A - Accurate - Is this really what happened?
C - Clear - Are you clear and easy to understand?
K - Kind - Are you kind and helpful?
E - Examples - Do you have examples?
D - Dialogue - Can they communicate what you are asking them to do?
We decided to communicate to the athlete three things that she wasn’t doing and to give clear examples. We then gave her three relevant things she could do to earn more playing time, with clear examples. Most importantly, we did it in a kind way that wasn’t meant to embarrass her but to bring her in and feel like we cared about her and her success.
Finally, we asked the athlete and her parents if they understood and were on board so that they too could take ownership of the situation.
Sometimes this process works, and in this case, it didn’t. The athlete did not follow through with what she said she would, and it was a long season for her, her parents, and the coach.
Sometimes we do everything we can, and it still doesn’t work out in the end. This story reminds me of The Parable of the Two Sons in the book of Matthew in the Bible.
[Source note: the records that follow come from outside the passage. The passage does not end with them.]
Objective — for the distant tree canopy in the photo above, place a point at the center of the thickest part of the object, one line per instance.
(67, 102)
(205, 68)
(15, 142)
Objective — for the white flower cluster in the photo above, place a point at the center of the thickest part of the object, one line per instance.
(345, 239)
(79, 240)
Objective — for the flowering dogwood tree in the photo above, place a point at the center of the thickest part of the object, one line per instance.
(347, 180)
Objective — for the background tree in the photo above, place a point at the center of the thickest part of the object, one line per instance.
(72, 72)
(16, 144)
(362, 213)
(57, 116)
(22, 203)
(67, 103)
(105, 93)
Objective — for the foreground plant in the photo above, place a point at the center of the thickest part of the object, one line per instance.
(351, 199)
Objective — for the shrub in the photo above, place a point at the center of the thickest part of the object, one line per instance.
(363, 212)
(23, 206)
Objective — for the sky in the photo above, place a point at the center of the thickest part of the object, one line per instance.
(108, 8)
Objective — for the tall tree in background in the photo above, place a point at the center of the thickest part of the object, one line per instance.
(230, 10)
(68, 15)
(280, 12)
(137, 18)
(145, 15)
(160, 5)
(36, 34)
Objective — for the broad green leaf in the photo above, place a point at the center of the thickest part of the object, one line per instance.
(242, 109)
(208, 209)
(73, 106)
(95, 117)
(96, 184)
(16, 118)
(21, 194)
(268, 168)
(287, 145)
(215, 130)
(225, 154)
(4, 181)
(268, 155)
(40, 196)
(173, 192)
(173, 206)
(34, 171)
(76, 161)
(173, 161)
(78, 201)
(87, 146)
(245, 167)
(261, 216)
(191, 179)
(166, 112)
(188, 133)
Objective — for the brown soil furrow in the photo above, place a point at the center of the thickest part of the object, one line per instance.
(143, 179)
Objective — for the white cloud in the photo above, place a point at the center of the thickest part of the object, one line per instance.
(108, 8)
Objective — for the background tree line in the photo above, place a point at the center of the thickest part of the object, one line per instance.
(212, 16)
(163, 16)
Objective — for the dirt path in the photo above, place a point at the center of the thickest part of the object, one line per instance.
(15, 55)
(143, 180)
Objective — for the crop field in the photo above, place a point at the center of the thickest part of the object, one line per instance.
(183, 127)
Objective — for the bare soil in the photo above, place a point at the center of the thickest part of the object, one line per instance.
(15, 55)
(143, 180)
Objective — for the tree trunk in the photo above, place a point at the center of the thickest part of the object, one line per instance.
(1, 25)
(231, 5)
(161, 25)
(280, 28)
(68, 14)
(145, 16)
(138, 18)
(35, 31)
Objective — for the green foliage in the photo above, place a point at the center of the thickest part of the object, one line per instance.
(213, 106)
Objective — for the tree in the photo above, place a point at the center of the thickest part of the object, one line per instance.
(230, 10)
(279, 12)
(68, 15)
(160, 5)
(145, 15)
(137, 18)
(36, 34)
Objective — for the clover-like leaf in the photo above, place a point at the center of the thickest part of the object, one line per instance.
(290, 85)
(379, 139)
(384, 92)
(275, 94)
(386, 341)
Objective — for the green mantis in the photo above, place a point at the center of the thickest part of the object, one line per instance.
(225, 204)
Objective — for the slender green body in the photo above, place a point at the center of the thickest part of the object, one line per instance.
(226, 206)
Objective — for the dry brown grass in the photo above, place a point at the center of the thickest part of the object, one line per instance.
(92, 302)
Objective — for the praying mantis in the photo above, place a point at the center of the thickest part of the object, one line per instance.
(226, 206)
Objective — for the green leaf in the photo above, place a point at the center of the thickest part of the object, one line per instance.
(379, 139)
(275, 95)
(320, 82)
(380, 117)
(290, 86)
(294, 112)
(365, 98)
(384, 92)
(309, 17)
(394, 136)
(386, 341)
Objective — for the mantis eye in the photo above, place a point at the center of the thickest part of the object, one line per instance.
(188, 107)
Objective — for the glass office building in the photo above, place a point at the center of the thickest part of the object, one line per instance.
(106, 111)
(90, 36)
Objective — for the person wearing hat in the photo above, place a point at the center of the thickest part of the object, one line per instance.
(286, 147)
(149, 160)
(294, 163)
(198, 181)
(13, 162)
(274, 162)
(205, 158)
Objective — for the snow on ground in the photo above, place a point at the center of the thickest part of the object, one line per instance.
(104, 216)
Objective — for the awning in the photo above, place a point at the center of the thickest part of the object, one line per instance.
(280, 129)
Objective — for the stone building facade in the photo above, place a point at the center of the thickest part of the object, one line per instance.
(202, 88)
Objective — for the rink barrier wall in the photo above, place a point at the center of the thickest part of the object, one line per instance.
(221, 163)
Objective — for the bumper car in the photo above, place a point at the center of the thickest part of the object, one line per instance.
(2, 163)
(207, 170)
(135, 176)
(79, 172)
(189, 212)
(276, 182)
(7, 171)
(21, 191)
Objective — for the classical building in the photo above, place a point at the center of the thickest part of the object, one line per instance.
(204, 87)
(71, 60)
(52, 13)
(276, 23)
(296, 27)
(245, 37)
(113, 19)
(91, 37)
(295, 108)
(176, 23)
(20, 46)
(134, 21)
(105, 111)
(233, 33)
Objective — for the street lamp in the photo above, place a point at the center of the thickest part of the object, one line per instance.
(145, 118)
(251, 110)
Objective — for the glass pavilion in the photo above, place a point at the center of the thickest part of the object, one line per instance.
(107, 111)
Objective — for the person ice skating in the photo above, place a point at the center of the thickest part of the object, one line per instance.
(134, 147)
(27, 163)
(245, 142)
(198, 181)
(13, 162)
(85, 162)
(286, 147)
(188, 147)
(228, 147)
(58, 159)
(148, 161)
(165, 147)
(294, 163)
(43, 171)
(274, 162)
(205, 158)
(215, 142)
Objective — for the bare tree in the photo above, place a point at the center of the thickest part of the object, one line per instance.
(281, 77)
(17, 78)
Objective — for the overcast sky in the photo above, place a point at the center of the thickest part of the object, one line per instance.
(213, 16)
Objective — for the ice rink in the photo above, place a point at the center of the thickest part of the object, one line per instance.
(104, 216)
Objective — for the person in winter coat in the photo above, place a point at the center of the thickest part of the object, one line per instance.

In Matthew 21, Jesus and His disciples come to Jerusalem. When Jesus rode into town on a donkey, the crowd stirred and celebrated His arrival. Jesus then went to the temple and famously turned over the tables and benches saying, “My house will be called a house of prayer,’ but you are making it ‘a den of robbers.’” (Matthew 21:13).
The next morning, Jesus again went to the Temple. After being questioned by the chief priests and the elders, Jesus told them the parable of the two sons:
There was a man who had two sons. He went to the first and said, ‘Son, go and work today in the vineyard.’
“‘I will not,’ he answered, but later he changed his mind and went.
“Then the father went to the other son and said the same thing. He answered, ‘I will, sir,’ but he did not go.
“Which of the two did what his father wanted?”
“The first,” they answered.
Jesus said to them, “Truly I tell you, the tax collectors and the prostitutes are entering the kingdom of God ahead of you. For John came to you to show you the way of righteousness, and you did not believe him, but the tax collectors and the prostitutes did. And even after you saw this, you did not repent and believe him.
Like the second son, our athlete said she was going to do something but didn’t. All coaches want to coach athletes who will do their job and do what they say they are going to do.
And parents and athletes want the same thing. They want coaches who will be true to their word and who will also do what they say they will do. When we don’t, we lose trust and we lose credibility, and we lose it quickly. Trust is gained in drops and lost in buckets.
What I liked about including the first son in this story is that at first, he did not have the right mindset. He told his father no. But he then changed his mind. Dr. Martin Luther King Jr. once said, “The time is always right to do what’s right.” No matter what we have done or said in the past, we can always change and make the next, right choice.
If you want to gain the trust of those around you, do what you say you will do, and do it well.
THIS WEEK
1 - Figure out 1-3 things that you need to do to accomplish a goal you have. Write them down.
2 - Decide to do what you say you will do. Commit to keeping your word to the three you wrote down, and commit to keeping your word to whoever you speak to.